Everything I ever needed to know about being a girl, I learned from Peppermint Patty and Marcie. Lucy was smart, motivated and entrepreneurial, but let's face it, she WAS a bitch. She was mean, cold, and sarcastic--qualities that aren't attractive in any gender.
These were girls that dressed the way I dressed (and still do if you count the Birkenstocks). They liked to do the things I liked to do. . .and if ever there was a gender-fluid character in the 70's-- it was Peppermint Patty. Her voice was not decidedly "girlish", her clothes were decidedly athleisure long before that look was co-opted by upper-middle class suburbanites.

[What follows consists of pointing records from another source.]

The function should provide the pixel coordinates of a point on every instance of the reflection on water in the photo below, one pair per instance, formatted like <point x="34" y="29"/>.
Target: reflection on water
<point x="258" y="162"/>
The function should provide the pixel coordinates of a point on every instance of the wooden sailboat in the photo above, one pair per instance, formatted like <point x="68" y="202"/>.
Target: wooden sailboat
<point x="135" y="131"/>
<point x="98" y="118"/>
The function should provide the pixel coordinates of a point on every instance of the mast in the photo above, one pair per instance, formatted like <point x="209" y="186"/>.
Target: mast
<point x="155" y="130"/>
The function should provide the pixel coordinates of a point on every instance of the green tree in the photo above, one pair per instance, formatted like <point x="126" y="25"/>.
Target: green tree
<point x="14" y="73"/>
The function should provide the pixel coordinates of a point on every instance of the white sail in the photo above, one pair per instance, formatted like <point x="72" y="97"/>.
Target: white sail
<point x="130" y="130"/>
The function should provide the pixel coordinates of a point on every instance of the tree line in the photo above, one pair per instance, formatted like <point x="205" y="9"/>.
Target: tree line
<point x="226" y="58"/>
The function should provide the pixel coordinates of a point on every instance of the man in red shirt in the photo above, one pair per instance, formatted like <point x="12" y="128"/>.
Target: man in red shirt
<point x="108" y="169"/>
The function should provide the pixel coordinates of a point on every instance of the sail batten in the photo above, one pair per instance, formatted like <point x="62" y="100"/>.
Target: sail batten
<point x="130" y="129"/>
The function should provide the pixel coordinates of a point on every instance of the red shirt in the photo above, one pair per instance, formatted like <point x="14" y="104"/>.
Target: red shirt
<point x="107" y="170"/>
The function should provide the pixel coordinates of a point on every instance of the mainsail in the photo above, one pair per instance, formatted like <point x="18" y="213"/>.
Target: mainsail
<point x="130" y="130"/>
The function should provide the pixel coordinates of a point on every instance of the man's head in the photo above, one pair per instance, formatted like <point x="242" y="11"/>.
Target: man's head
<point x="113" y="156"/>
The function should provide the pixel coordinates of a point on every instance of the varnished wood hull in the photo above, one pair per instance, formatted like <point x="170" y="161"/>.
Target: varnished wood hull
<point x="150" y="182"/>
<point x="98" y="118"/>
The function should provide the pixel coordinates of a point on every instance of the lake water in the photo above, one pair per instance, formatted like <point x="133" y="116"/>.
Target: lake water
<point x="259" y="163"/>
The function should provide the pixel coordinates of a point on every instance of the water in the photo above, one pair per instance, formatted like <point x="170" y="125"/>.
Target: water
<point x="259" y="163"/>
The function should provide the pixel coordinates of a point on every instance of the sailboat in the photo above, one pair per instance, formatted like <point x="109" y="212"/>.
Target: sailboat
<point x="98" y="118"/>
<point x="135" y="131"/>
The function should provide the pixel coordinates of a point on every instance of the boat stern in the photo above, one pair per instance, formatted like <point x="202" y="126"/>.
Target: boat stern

Finally, there was a character who didn't identify as a "boy" but looked and acted like me! (minus the bad grades--in that respect I had the more scholarly tendencies and eyeglasses like Marcie)--and was going through ( as my 13 year old niece likes to say) my "bug-eyed glasses and headgear stage" of life.
Of course the year I turned nine, ABC debuted "Rookie of the Year", an ABC Afterschool Special starring Jodie Foster as an 11 year old who wants to play baseball on her brother's all male team. Another tomboy hero comes along. . .
I wanted nothing more than to chew bubble gum and wear a baseball uniform. We even formed an all-girls team in Stockton. It was short-lived because we could never all get it together enough to hold practices. I do remember our coach, Jay. He lived in the pretty yellow colonial in town and he was a year or two older than us. He seemed to be as invested in making the team a success as I was, but alas our vision of a small town team, ala The Bad News Bears never came to fruition.
Instead I ended up running on the cross country team and playing basketball--once running downcourt in the wrong direction scoring for the other team. I refused to play field hockey, much to my mother's chagrin, because I was afraid of getting hit in the face with the ball (not very Tomboyish of me). Then I turned to books and musicals and clove cigarettes and writing poetry. The "feminine" side emerging in a much different way. For a time I actually felt like a "gay man" trapped in a gay girl's body. That's the foolishness of gender identification. We're all different parts of this and that and labeling as one of anything or everything seems pointless to me, really.
Whatever. I was labeled a tomboy. And damn proud of it. Thank you Peppermint Patty, and Marcie and Jodie. I wouldn't be who I am today without your guiding spirits.